Barristan watched for a long moment, letting the silence settle around them both. It was rare, this kind of peace. "Careful, little prince," he murmured. Lyonel turned, his face lit with the easy joy of the unburdened, and reached out.
"Basstan!" he chirped, mangling the knight's name into two clumsy syllables as he wriggled insistently.
"Close enough, young stag," he said, and hesitated only a moment before lifting him. The boy was solid in his arms, alive in that way only young children are, full of breath and squirming, restless strength that defined his father's house. He buried his face briefly in Barristan’s cloak, smearing it with crumbs and dampness. The old knight bore it without complaint.
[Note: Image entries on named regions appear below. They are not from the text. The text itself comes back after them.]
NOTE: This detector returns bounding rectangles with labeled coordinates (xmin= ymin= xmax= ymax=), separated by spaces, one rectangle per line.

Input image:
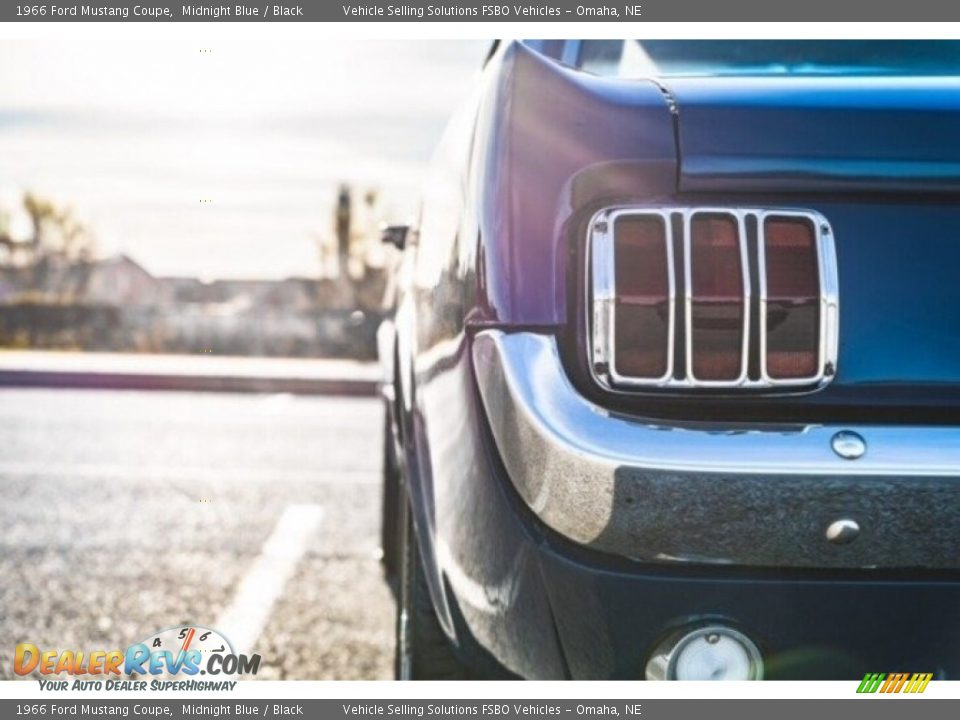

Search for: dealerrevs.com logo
xmin=857 ymin=673 xmax=933 ymax=694
xmin=13 ymin=625 xmax=260 ymax=691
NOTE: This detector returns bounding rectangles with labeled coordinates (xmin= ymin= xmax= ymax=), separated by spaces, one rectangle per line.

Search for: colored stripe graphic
xmin=857 ymin=673 xmax=933 ymax=694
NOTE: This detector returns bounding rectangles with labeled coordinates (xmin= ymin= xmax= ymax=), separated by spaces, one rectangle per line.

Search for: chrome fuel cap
xmin=830 ymin=430 xmax=867 ymax=460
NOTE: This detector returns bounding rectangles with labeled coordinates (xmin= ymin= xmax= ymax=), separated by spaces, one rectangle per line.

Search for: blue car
xmin=380 ymin=40 xmax=960 ymax=680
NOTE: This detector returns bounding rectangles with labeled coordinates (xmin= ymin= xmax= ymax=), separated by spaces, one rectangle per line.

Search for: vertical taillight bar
xmin=758 ymin=213 xmax=824 ymax=384
xmin=613 ymin=215 xmax=674 ymax=382
xmin=684 ymin=210 xmax=750 ymax=386
xmin=590 ymin=210 xmax=676 ymax=387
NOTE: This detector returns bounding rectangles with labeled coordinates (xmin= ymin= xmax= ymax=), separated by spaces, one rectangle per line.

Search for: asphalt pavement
xmin=0 ymin=389 xmax=394 ymax=680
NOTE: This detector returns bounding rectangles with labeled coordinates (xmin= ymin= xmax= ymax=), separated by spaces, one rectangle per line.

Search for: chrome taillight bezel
xmin=586 ymin=206 xmax=840 ymax=391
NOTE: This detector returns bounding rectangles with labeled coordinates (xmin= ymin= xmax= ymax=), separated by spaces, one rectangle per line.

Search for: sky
xmin=0 ymin=38 xmax=489 ymax=279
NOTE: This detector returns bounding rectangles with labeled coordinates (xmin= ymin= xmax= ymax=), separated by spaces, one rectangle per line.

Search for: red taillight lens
xmin=688 ymin=213 xmax=746 ymax=381
xmin=614 ymin=216 xmax=670 ymax=379
xmin=763 ymin=217 xmax=820 ymax=380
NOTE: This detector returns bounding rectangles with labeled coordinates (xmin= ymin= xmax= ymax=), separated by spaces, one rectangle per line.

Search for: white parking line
xmin=213 ymin=505 xmax=323 ymax=653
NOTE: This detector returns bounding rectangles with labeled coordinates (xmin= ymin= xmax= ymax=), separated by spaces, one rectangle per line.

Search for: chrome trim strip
xmin=586 ymin=206 xmax=840 ymax=392
xmin=683 ymin=208 xmax=751 ymax=388
xmin=473 ymin=330 xmax=960 ymax=567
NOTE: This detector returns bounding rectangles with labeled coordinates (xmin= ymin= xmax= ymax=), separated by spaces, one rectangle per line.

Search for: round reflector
xmin=647 ymin=625 xmax=763 ymax=680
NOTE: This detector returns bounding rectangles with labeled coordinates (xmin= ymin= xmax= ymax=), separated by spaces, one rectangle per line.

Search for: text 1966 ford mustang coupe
xmin=380 ymin=40 xmax=960 ymax=679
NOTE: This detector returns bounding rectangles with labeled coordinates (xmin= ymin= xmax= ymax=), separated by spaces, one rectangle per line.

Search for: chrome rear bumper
xmin=473 ymin=330 xmax=960 ymax=568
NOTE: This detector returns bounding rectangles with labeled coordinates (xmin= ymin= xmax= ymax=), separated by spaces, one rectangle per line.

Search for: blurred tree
xmin=0 ymin=192 xmax=96 ymax=266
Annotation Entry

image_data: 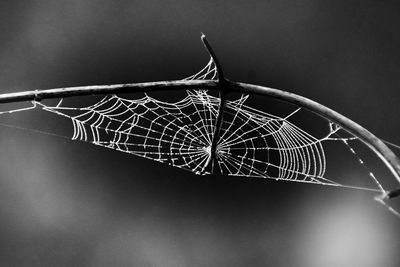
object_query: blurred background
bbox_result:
[0,0,400,267]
For a fleeting, traitorous moment, Barristan’s mind wandered to Rhaenys, who had laughed in her father's lap, and to baby Aegon, gurgling in a Dornish cradle. It was a distant memory, but the weight of it remained, as always.
Lyonel laughed again, loud and sudden, and Barristan glanced down to find the wooden stag hanging by a single antler. With a sigh, Barristan gently pried the boy’s fingers loose before the wood could splinter. “You'll bring this whole castle down one day,” he muttered.
"Casstle!" Lyonel shouted gleefully, smacking Barristan’s pauldron with a sticky hand.
He carried the Prince to the window, where a fine mist had begun to blur the glass. King's Landing lay below them, grey and sprawling, a city of a million souls already waking to their toil. The bells of the Great Sept began to toll—once, twice, thrice. Not mourning. Something else. A birth.
Footsteps sounded in the hall, quick and light. A page burst into the room, his cheeks flushed from a run through the corridors. "Ser Barristan! A son, ser! Another prince. Prince Joffrey, they call him."
Barristan nodded, slowly. "And the queen?"
"Well, ser. Demanding wine, they say." The boy grinned before vanishing back into the hall.
Barristan turned back to the room. Lyonel, now chewing on one knuckle, looked up at him with wet lashes and wide eyes. A brother for the Crown Prince. He thought of succession then, of the way kings and princes jostled like armored pieces on a cyvasse board where the rules changed with every move. Barristan kept himself from courtly schemes, but even he knew how often fate turned sharp for those born too close to the throne. He remembered young Rhaegar cradling baby Aegon in the Red Keep, the same babe later dashed against a wall. He remembered Queen Rhaella, pale and grim beneath her crown, fleeing to Dragonstone with young Viserys clutched close.
Barristan had worn white through it all. He had stood guard while the world burned.
He bent to set Lyonel back into the cradle, laying the lion beside him, then the stag. The wet nurses, who had been quietly folding linens nearby, approached to peer fondly at the prince. One chuckled when Lyonel reached up again, babbling "Lion!" with a gummy grin before the weight of sleep finally claimed him.
Barristan allowed himself a nod to them before stepping back. The boy curled toward his treasures, thumb now firmly in his mouth, blinking slow.
"Rest, my prince," Barristan whispered. "Your brother’s cries will come soon enough."
He straightened, resettling the cloak about his shoulders. The white of it gleamed in the morning light, clean for now, though he knew it would not remain so for long. Outside, the rain picked up its rhythm, steady as a drumbeat.
Alone again, Barristan looked down at Lyonel, who was dozing now, lulled by the soft pitter-patter on the window sill. The rain beat against the stones of Maegor’s Holdfast, but within the nursery, there was only the sound of a child’s breath. Lyonel slept, dreaming perhaps of stags and lions. And Ser Barristan Selmy stood watch, as he always had, his white cloak catching the faint, cold draft from the window.